Prosecutors in Cook County, Illinois, want answers about the students associated with the Medill Innocence Project at Northwestern University. I say, the state should get those answers, but only if it agrees to provide like information to criminal defendants seeking information about police officers.
Here is what is at stake. Students at Northwestern University's journalism school are pressing for a new trial for a man named Anthony McKinney. The students say they have developed information that McKinney is actually innocent of the 1978 murder of a security guard. The students have marshaled evidence sufficient to get the matter into a Cook County court, no easy feat.
Prosecutors have issued a subpoena for records relating to the school. The subpoena asks for records relating to the student's grades. grading criteria. class syallabi, expense reports and e-mail messages. All this information is necessary, prosecutors say, to determine whether, among other things, students had a grade-related interest in the outcome of their investigation. "Our position is that they've engaged in an investigative process," said Sally Daly, a spokesman for the Cook County State's Attorney's office, "without any hostility, we're seeking to get all of the information they've developed, just as detectives and investigators turn over."
This sounds even handed, but it is not. Virtually every state prohibits defendants from discovering the contents of a police officer's personnel records on the grounds of privacy.
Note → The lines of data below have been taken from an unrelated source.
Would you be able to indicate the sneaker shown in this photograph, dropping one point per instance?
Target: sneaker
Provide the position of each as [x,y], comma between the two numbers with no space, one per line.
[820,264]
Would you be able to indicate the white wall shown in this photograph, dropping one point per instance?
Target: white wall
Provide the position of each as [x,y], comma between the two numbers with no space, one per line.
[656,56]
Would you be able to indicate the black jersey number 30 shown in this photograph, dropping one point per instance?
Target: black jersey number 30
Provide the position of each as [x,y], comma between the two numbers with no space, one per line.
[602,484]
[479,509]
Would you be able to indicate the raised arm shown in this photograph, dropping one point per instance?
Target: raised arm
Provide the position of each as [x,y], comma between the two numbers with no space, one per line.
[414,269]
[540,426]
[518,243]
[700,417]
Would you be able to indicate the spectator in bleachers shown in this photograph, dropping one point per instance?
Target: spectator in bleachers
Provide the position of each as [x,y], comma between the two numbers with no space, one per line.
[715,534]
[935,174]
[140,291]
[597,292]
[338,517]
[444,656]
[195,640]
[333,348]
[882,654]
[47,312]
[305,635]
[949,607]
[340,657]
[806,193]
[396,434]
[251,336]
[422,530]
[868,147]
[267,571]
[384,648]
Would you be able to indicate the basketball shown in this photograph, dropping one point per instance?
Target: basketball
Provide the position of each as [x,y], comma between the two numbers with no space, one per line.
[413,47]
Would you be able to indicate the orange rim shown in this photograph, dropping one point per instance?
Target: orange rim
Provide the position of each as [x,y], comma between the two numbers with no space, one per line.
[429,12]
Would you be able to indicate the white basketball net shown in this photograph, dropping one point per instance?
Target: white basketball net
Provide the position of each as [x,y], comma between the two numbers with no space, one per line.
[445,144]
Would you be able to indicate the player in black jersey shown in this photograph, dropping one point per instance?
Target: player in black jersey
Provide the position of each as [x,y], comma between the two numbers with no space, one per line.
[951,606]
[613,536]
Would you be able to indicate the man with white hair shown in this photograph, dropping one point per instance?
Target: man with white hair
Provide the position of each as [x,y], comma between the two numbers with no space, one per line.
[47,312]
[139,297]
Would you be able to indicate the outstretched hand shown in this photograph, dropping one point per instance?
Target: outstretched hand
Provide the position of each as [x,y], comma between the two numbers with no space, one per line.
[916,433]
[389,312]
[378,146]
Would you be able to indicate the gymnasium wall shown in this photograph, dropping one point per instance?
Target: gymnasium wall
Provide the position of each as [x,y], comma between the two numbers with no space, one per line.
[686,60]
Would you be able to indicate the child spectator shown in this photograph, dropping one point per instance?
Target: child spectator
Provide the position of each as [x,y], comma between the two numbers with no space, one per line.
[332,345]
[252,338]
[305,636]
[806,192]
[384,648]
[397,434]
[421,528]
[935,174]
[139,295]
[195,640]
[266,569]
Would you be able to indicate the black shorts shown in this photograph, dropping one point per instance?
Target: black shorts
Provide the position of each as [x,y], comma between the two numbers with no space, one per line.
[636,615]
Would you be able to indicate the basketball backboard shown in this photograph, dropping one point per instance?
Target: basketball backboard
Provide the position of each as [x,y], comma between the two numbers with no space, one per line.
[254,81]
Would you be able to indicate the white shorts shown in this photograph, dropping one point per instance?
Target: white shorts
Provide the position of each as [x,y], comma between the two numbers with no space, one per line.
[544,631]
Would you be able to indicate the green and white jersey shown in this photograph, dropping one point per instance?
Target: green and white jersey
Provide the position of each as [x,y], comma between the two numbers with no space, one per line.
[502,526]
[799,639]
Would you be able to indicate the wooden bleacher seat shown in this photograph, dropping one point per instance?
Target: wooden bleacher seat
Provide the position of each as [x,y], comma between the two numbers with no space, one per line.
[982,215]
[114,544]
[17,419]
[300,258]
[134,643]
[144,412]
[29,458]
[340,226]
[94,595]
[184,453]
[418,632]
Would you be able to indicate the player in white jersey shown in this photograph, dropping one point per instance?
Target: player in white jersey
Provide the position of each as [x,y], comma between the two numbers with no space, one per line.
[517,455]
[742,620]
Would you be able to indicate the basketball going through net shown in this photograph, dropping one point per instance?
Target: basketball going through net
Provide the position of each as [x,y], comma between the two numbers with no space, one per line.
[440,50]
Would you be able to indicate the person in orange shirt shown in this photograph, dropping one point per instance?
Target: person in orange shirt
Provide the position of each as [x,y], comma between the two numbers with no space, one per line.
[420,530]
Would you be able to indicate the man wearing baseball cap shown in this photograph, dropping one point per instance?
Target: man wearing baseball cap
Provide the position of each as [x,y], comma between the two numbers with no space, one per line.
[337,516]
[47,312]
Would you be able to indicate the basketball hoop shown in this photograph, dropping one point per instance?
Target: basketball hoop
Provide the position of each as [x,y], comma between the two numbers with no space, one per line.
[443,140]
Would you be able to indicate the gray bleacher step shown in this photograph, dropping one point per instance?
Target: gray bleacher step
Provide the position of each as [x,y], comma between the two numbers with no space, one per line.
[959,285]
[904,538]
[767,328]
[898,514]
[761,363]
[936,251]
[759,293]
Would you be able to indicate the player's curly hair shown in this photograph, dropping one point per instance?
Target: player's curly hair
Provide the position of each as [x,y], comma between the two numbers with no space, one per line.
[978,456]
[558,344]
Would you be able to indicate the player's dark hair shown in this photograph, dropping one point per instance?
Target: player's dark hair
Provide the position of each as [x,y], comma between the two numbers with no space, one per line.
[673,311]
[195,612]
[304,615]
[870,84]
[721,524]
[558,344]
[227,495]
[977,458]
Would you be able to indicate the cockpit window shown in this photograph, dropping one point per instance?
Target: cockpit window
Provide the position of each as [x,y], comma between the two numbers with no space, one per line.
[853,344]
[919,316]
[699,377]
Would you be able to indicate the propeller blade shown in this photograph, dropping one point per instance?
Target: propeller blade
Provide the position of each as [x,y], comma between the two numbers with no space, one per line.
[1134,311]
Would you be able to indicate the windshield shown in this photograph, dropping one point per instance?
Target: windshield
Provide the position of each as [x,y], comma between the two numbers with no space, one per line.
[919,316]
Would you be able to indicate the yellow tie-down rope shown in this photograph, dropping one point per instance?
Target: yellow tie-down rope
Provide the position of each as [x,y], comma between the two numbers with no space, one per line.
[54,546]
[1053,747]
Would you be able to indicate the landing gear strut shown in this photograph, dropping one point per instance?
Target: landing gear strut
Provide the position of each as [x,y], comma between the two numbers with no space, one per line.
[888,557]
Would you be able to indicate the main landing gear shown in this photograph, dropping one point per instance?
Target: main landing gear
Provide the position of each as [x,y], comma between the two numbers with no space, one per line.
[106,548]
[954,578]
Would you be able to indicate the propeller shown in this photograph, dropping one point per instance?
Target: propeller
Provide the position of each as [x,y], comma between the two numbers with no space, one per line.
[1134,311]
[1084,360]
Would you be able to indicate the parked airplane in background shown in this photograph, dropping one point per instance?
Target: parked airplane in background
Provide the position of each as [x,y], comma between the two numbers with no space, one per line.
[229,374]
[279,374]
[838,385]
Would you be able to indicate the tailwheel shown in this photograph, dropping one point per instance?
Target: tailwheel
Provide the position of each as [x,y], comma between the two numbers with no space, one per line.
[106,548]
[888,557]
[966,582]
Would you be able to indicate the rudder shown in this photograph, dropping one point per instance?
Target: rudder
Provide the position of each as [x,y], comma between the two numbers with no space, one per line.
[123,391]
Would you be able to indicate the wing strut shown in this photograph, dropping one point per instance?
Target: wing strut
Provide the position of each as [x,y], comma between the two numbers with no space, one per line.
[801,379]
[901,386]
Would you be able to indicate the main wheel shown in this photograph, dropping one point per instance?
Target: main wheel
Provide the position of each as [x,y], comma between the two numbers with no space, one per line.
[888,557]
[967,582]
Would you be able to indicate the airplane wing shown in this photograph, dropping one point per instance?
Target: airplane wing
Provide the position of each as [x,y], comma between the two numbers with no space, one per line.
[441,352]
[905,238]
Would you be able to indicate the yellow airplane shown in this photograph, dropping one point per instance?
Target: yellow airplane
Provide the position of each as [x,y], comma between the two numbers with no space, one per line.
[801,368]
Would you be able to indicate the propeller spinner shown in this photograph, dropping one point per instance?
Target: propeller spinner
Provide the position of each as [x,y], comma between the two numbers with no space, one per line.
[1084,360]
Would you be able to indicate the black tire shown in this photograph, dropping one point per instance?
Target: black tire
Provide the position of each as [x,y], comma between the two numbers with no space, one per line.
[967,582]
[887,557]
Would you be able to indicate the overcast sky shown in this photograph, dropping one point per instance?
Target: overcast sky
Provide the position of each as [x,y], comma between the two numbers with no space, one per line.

In Connecticut, for example, subpoenas for such information are routinely quashed; the requests are called mere fishing expeditions. A defendant seeking such information must make a particularized showing of need for the material. It is not enough to rely on such truisms as officers are engaged in the often competitive business of solving crime, and I therefore want to see what interest in the outcome officers had in this case.
The Cook County subpoenas of the students' information is just such a fishing expedition. Are Cook County prosecutors announcing by means of this enterprise that there will now be an open file policy regarding the personnel records of Chicago police officers? If that is the case, I am all in favor of it. I think that defendants should be able to learn what dirty linen is tossed onto the floor of investigating officers.
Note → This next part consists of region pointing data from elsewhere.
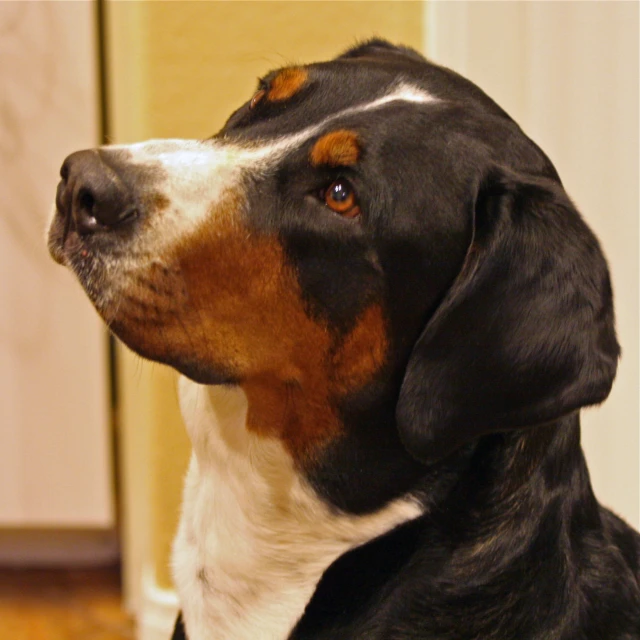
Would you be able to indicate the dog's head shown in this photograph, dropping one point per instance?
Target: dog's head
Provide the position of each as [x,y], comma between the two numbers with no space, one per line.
[364,233]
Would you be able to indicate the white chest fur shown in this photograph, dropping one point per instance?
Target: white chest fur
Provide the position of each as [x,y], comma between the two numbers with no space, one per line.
[254,538]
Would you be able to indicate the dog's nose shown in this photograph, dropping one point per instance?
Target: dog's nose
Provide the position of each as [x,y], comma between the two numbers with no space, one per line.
[93,194]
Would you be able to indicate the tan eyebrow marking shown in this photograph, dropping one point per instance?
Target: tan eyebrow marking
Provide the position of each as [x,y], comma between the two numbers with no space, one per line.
[287,83]
[339,148]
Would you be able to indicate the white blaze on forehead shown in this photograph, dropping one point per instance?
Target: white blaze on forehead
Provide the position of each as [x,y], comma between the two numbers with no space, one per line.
[197,175]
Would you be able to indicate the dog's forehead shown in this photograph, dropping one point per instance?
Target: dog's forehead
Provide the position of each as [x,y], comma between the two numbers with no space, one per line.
[298,97]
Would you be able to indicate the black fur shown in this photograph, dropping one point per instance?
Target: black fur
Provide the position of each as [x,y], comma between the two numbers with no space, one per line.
[500,316]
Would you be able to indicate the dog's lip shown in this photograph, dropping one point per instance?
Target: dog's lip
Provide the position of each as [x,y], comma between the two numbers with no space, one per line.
[60,233]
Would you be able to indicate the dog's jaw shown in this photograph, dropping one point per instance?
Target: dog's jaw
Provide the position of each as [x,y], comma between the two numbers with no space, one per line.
[254,538]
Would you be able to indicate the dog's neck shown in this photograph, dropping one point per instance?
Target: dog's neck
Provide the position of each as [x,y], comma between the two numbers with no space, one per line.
[254,538]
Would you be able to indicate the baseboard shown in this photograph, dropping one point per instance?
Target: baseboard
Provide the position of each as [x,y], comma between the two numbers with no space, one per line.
[58,548]
[159,609]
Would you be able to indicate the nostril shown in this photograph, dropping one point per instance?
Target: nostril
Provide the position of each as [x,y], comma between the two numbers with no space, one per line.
[86,201]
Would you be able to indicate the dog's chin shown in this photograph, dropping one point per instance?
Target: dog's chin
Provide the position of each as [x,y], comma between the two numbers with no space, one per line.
[207,373]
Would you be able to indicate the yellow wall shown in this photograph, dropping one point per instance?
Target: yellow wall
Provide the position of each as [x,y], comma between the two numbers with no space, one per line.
[177,69]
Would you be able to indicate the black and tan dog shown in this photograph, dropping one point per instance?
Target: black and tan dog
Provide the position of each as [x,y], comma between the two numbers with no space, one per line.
[388,314]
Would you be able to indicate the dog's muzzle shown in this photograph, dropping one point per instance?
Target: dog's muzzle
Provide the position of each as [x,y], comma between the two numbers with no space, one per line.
[91,196]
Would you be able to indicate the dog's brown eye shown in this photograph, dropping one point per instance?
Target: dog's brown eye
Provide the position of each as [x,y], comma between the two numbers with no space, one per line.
[341,198]
[257,98]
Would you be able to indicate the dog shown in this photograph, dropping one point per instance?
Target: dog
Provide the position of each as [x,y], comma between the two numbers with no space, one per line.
[387,314]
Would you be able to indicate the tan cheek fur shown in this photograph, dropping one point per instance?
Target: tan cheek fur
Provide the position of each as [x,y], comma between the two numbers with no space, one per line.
[230,300]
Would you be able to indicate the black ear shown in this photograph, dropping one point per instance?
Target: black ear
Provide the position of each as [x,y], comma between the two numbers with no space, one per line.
[526,332]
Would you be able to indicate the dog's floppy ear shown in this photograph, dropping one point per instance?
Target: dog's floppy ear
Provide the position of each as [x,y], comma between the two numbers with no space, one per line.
[526,332]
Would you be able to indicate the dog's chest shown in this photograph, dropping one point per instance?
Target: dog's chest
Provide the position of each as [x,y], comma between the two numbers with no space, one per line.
[253,539]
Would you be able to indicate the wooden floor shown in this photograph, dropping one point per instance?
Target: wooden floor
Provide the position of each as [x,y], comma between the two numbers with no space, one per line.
[62,605]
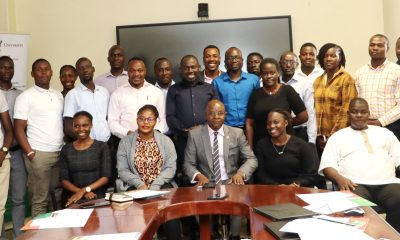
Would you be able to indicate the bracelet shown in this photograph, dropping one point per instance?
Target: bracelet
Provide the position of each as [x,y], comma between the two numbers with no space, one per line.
[30,153]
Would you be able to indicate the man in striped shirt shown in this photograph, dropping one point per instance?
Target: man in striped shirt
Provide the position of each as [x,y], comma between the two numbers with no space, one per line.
[379,83]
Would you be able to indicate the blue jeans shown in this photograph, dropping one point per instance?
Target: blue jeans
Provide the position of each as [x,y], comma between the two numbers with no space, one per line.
[18,178]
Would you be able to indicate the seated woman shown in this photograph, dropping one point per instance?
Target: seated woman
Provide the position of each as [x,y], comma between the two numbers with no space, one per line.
[146,159]
[283,158]
[85,164]
[272,95]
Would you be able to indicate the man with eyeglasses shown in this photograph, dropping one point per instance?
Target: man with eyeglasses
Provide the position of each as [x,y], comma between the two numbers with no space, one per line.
[219,153]
[289,62]
[235,87]
[130,97]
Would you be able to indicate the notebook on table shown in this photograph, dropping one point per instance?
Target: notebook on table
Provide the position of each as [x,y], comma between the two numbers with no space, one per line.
[283,211]
[273,228]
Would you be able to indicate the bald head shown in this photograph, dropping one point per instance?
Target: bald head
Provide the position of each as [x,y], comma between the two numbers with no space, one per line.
[215,114]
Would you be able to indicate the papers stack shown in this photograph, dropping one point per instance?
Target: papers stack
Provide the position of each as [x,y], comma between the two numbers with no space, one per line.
[60,219]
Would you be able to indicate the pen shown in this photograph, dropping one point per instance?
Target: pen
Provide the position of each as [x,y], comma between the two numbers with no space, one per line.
[333,220]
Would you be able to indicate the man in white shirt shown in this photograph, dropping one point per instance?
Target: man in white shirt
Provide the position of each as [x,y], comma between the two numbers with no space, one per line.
[38,110]
[363,158]
[127,99]
[5,143]
[89,97]
[289,62]
[308,70]
[163,75]
[117,75]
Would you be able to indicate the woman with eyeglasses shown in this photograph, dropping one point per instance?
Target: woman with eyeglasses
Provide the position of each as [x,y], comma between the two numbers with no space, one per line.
[85,164]
[146,159]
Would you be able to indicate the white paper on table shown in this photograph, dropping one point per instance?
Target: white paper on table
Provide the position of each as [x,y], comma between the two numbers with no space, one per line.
[327,203]
[141,194]
[64,219]
[114,236]
[316,229]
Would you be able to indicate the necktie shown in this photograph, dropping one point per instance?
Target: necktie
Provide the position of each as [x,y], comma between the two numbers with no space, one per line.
[366,141]
[215,157]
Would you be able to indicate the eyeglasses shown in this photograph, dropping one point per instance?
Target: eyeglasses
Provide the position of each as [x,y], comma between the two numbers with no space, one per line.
[218,114]
[285,62]
[233,58]
[143,119]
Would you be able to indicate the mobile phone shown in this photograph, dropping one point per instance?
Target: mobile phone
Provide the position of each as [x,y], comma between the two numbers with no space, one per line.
[217,196]
[209,185]
[93,205]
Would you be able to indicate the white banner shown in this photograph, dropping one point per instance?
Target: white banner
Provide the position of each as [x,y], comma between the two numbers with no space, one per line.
[16,47]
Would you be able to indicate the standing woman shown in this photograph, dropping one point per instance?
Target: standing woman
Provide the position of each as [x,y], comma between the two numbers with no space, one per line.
[284,158]
[333,91]
[272,95]
[85,164]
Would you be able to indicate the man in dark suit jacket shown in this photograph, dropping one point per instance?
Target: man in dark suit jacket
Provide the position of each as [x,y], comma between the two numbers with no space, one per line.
[237,160]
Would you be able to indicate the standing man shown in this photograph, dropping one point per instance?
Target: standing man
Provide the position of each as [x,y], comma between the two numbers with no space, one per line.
[363,158]
[378,82]
[186,103]
[39,131]
[117,75]
[68,77]
[219,152]
[89,97]
[130,97]
[163,74]
[289,62]
[211,60]
[308,71]
[18,171]
[235,87]
[253,63]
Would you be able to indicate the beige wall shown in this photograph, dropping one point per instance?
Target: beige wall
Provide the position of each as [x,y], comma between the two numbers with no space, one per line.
[63,30]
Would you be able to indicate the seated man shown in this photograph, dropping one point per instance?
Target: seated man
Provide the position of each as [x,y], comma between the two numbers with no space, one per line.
[363,158]
[223,147]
But what of the students' right to privacy under federal law? And what of a journalistic privilege?
I am no fan of a testimonial privilege for journalists. It is to0 easy for an unnamed source to use journalists for means fair or foul. Justice does not require that a journalist be able to shield his or her notes and or sources from scrutiny. If there is a claim of tortious conduct, then the tortfeasor ought not be able to hide his or her tracks. And if the investigative leads developed by a journalist are material to a court proceeding, their notes and sources should be discoverable. Even prosecutorial immunity gives way in those cases where a prosecutor steps outside her functional role as advocate to become an investigator.
The right to privacy enjoyed by students is a far different and more difficult issue. I distrust government, and believe its reach should be limited whenever possible. There is no cause for subpoenas of a student's grades or attendance records in cases in which the student has not put his or her credentials at issue. But here, where students seek to intervene in the criminal justice process by working at investigation of an actual case, it seems anomalous to permit the right to privacy to frustrate discovery rights.
So here's my challenge to Cook County: Open the files of all police officers on the demand of any defendant seeking discovery of an officer's employment history. If you are not willing to do that, withdraw the subpoenas for the Medill students. Doing anything else smacks of hypocrisy and a rank desire to intimidate students whose only crime is trying to do justice.